Statistical Learning from Multimodal Genetic and Neuroimaging data for prediction of Alzheimer's Disease

2019 
Alzheimer's Disease (AD) is nowadays the main cause of dementia in the world. It provokes memory and behavioural troubles in elderly people. The early diagnosis of Alzheimer's Disease is an active topic of research. Three different types of data play a major role when it comes to its diagnosis: clinical tests, neuroimaging and genetics. The two first data bring informations concerning the patient's current state. On the contrary, genetic data help to identify whether a patient could develop AD in the future. Furthermore, during the past decade, researchers have created longitudinal dataset on A and important advances for processing and analyse of complex and high-dimensional data have been made. The first contribution of this thesis will be to study how to combine different modalities in order to increase their predictive power in the context of classification. We will focus on hierarchical models that capture potential interactions between modalities.
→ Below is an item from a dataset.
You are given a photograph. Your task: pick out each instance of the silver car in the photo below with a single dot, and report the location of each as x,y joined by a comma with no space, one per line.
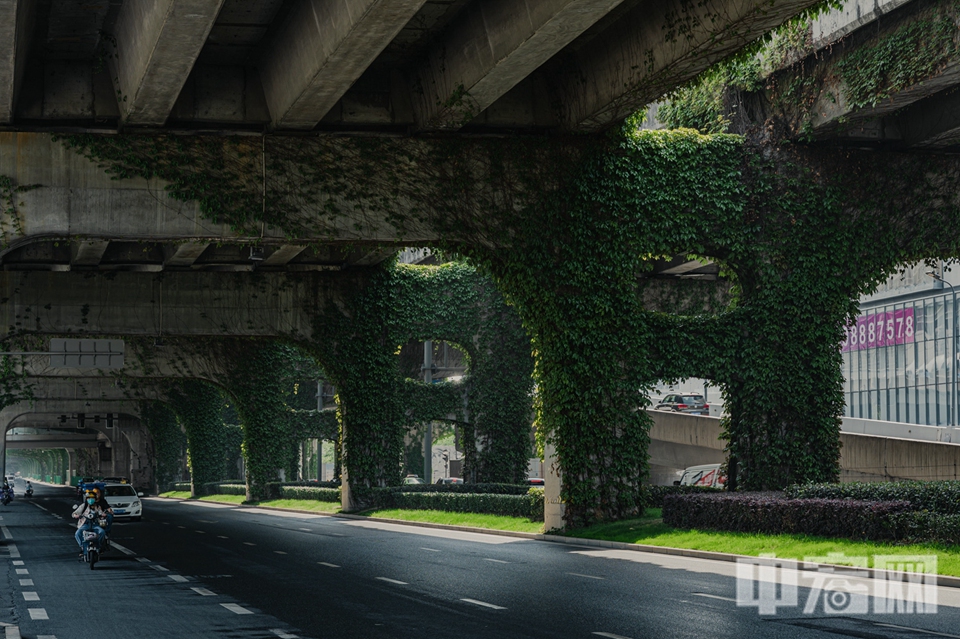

Moreover, we will adequately modelled the structure of each modality (genomic structure, spatial structure for brain images), through the use of adapted penalties such as the ridge penalty for images and the group lasso penalty for genetic data. The second contribution of this thesis will be to explore models for predict the conversion date to Alzheimer's Disease for mild cognitive impairment subjects. Such problematic has been enhanced by the TADPOLE challenge. We will use the framework provided by survival analysis. Starting from basic models such as the Cox proportional hasard model, the additive Aalen model, and the log-logistic model, we will develop other survival models for combining different modalities, such as a multilevel log-logistic model or a multilevel Cox model.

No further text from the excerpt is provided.